Is this an argument about your chosen bullets. If so you haven't yet made a point worth making.
I see your experience with the Superformance line doesn't go back far enough to have used the Interbond bullet much, if at all. A number of years ago the Interbond was included in the Superformance line. I used this bullet exclusively in the Superformance .308, 150 grain. Then Hornady reduced production of the Interbond and they were hard to find for awhile. This is when I tried the SST's. Now that I have I won't hunt with them again. Now it's only the Interlock softpoint or the Interbond.
This link will help educate hunters about the Interbond. There is video about the Interbond in the Superformance line but it's unclear whether that loading is available or not.
https://www.hornady.com/bullets/interbond#!/


----------



## 280 Man (Nov 17, 2020)

Darkhorse said:


> Is this an argument about your chosen bullets.
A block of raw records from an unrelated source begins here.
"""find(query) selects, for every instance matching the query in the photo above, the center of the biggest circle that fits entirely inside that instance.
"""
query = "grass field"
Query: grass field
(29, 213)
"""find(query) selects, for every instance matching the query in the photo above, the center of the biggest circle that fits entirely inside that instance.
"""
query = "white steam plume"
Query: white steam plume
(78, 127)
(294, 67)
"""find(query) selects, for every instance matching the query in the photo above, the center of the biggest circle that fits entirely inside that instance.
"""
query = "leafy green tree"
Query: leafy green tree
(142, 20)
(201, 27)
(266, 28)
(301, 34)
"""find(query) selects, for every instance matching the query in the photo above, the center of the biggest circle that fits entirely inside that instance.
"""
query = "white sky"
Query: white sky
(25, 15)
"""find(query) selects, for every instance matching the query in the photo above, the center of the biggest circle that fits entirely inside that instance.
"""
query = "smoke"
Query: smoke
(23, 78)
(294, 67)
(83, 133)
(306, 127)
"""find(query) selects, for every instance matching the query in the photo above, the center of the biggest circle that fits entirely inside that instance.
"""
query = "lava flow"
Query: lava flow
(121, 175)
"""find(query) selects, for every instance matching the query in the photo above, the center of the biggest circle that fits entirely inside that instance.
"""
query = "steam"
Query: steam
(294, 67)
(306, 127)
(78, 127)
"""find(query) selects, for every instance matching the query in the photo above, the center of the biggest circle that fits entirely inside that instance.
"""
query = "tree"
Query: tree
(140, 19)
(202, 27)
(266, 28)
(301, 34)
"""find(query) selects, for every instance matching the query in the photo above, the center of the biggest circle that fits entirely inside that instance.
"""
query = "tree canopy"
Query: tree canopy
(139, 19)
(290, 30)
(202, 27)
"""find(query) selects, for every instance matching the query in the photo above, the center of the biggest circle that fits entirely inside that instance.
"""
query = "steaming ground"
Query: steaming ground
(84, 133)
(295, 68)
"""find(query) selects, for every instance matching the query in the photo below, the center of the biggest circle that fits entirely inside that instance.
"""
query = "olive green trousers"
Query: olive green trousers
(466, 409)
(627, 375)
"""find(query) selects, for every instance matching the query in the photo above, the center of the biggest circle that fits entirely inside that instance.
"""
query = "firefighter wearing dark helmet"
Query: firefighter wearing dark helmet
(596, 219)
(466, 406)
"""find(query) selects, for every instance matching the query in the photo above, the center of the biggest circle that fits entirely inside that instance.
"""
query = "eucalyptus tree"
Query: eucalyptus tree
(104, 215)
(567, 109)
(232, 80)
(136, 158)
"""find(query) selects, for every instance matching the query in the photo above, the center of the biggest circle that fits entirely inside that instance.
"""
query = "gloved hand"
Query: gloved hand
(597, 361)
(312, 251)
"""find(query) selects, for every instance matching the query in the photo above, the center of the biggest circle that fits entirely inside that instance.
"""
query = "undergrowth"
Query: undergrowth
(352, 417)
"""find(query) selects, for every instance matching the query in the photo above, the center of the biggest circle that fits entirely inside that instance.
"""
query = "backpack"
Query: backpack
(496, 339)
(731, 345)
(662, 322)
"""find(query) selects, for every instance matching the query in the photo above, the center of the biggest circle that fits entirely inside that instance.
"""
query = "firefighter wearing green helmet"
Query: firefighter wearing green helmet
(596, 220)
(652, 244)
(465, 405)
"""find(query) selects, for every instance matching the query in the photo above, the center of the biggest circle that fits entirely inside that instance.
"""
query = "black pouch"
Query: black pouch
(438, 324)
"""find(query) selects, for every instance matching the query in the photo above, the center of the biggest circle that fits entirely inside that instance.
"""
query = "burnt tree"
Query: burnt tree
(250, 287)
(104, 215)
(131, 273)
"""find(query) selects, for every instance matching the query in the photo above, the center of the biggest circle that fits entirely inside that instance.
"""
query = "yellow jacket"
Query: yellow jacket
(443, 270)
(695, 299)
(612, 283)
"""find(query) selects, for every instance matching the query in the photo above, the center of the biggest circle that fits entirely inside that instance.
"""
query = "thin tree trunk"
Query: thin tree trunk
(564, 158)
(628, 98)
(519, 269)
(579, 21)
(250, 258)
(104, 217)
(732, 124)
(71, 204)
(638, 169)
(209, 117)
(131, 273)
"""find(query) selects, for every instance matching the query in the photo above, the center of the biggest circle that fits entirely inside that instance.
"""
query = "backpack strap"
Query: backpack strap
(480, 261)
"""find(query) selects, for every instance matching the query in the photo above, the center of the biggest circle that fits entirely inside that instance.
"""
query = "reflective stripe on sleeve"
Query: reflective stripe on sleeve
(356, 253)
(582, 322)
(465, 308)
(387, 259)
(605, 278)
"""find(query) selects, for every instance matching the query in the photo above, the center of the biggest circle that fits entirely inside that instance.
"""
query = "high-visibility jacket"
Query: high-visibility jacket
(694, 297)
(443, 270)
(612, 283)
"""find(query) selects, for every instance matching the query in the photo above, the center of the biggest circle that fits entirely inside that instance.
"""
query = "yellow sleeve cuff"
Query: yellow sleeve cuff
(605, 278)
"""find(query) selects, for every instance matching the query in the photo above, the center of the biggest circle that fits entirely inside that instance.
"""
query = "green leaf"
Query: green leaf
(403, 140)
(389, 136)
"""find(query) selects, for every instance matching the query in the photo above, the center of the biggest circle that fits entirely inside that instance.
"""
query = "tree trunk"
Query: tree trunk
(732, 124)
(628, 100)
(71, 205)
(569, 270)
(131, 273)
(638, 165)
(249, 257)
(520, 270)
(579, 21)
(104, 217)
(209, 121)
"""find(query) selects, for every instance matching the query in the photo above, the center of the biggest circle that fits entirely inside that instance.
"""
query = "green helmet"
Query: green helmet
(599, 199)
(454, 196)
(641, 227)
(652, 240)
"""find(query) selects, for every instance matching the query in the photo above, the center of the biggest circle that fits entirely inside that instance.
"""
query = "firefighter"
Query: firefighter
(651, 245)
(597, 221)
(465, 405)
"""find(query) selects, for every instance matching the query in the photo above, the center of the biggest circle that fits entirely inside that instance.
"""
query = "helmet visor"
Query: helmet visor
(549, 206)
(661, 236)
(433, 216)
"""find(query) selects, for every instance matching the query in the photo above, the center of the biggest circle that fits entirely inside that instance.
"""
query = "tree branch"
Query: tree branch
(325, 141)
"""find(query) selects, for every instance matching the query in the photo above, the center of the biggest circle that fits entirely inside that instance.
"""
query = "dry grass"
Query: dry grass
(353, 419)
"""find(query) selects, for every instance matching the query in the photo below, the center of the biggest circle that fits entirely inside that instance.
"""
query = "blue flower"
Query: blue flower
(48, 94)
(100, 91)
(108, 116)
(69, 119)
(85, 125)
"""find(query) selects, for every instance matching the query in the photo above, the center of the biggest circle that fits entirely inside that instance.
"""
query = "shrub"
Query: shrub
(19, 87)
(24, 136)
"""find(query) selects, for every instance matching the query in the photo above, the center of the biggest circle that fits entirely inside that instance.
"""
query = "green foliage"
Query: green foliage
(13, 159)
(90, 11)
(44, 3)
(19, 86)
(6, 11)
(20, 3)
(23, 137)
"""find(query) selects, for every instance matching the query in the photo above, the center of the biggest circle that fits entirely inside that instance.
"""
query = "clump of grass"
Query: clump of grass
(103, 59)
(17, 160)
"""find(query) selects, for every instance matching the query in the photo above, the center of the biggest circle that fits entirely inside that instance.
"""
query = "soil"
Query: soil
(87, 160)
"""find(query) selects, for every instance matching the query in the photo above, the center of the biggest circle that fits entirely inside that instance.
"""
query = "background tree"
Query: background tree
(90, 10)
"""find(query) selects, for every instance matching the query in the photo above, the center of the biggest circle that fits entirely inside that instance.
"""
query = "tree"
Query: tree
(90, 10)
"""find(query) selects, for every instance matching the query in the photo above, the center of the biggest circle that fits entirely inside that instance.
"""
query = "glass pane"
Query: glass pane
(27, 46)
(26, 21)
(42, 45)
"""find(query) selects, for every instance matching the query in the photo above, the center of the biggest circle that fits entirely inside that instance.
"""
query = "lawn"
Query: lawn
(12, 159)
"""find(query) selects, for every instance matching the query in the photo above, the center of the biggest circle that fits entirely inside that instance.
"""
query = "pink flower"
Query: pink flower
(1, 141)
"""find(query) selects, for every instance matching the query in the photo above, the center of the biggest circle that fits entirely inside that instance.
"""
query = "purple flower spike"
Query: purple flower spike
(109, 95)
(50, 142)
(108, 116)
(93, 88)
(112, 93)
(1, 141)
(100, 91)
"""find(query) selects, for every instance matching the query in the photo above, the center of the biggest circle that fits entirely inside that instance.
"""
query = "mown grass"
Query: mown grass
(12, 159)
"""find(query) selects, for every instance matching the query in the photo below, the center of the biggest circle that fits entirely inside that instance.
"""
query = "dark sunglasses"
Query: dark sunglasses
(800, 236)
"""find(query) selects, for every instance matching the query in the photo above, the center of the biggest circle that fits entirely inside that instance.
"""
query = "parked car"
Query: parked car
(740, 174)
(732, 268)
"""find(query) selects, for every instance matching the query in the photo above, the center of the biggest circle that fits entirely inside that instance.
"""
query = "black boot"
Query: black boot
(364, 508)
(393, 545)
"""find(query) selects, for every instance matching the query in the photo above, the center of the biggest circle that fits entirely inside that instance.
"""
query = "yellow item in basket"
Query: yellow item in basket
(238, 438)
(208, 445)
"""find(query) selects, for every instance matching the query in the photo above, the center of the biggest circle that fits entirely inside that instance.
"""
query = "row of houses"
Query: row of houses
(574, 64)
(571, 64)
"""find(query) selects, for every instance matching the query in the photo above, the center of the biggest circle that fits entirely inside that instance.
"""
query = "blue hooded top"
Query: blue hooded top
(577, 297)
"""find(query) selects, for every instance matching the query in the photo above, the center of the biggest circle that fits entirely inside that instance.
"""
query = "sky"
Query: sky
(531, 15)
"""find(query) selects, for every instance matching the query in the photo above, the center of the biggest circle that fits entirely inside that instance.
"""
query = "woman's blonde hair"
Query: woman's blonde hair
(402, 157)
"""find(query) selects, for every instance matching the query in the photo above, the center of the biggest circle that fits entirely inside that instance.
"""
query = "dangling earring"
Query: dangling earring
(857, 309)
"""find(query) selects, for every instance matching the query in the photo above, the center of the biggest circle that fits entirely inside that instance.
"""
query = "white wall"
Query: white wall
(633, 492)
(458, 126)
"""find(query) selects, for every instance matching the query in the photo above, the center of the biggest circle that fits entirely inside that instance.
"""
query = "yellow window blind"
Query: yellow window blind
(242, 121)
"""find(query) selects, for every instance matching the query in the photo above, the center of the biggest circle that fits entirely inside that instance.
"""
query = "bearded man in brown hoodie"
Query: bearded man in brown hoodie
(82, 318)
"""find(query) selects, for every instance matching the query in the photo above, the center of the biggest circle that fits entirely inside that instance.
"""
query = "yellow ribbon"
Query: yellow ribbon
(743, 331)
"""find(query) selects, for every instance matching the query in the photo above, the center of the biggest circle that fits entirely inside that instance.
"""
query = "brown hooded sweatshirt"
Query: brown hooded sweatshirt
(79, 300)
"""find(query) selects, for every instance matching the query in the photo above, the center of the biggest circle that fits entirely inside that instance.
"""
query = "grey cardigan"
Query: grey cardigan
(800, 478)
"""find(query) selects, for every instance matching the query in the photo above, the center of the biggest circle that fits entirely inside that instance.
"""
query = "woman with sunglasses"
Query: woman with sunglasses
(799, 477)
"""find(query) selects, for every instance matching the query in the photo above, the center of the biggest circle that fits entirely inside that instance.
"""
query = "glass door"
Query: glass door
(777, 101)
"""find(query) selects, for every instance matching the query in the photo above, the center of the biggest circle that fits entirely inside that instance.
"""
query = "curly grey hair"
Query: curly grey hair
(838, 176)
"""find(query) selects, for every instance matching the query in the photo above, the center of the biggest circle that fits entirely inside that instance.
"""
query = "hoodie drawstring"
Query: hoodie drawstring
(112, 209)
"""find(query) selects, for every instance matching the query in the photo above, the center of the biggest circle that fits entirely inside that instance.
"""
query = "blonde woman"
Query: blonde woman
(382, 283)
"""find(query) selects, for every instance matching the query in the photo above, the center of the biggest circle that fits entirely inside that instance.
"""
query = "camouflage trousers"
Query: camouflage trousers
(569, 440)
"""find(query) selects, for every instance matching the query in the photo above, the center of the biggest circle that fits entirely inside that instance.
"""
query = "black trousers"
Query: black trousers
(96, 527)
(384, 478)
If so you haven't yet made a point worth making.
> I see your experience with the Superformance line doesn't go back far enough to have used the Interbond bullet much, if at all. A number of years ago the Interbond was included in the Superformance line. I used this bullet exclusively in the Superformance .308, 150 grain. Then Hornady reduced production of the Interbond and they were hard to find for awhile. This is when I tried the SST's. Now that I have I won't hunt with them again. Now it's only the Interlock softpoint or the Interbond.
> This link will help educate hunters about the Interbond. There is video about the Interbond in the Superformance line but it's unclear whether that loading is available or not.
> https://www.hornady.com/bullets/interbond#!/



No argument. It doesn't matter what Hornady use to load in the Superformance line. By the way, thanks for the history lesson on the Interbond.


----------



## crossfire (Nov 17, 2020)

JonathanG2013 said:


> Any hunters on here ever use Hornady Superformance ammo? How do you like it so far? I was thinking about getting some for my 270 Winchester.



I have had great performance from the 140 grain in 270 Win.  both hunting and on the range.  Close to 7mm Mag performance in a .270


----------



## JonathanG2013 (Nov 18, 2020)

crossfire said:


> I have had great performance from the 140 grain in 270 Win.  both hunting and on the range.  Close to 7mm Mag performance in a .270



Thanks for the info. That is pretty amazing.   Saw a youtube video the other day someone hit a gallon jug at 1503 yards with a 270 with the sst bullet.   Did not know it could be accurate out at that range.


----------



## Rich M (Nov 18, 2020)

I had some 95 gr SST for .243 and it shot lights out at 225.  Good stuff.


----------



## huntfish (Nov 19, 2020)

I shoot sub MOA at 200 yards with 150gr SST out of the 308.     Haven't had any issues finding any deer but it's placement not bullet that is the issue with blood trailing requirements.


----------



## nmurph (Nov 19, 2020)

I couldn't get them to group better than about 2 in in my 260 which shoots factory Nosler 130 grain Accubond at less than one inch.


----------



## Robust Redhorse (Nov 30, 2020)

I wish my 6.5 CM didn't like them!    But it sure seems to, dang it!
(Sub - MOA)


I wish it liked Core-lokts, but it doesn't.
(3 MOA - dang it!)


I don't like having to buy expensive factory ammo unless I have to.  I'm into the cheapest thing that will get the job done, but if I have to make a 400 yard shot, 12" doesn't cut it for me.


----------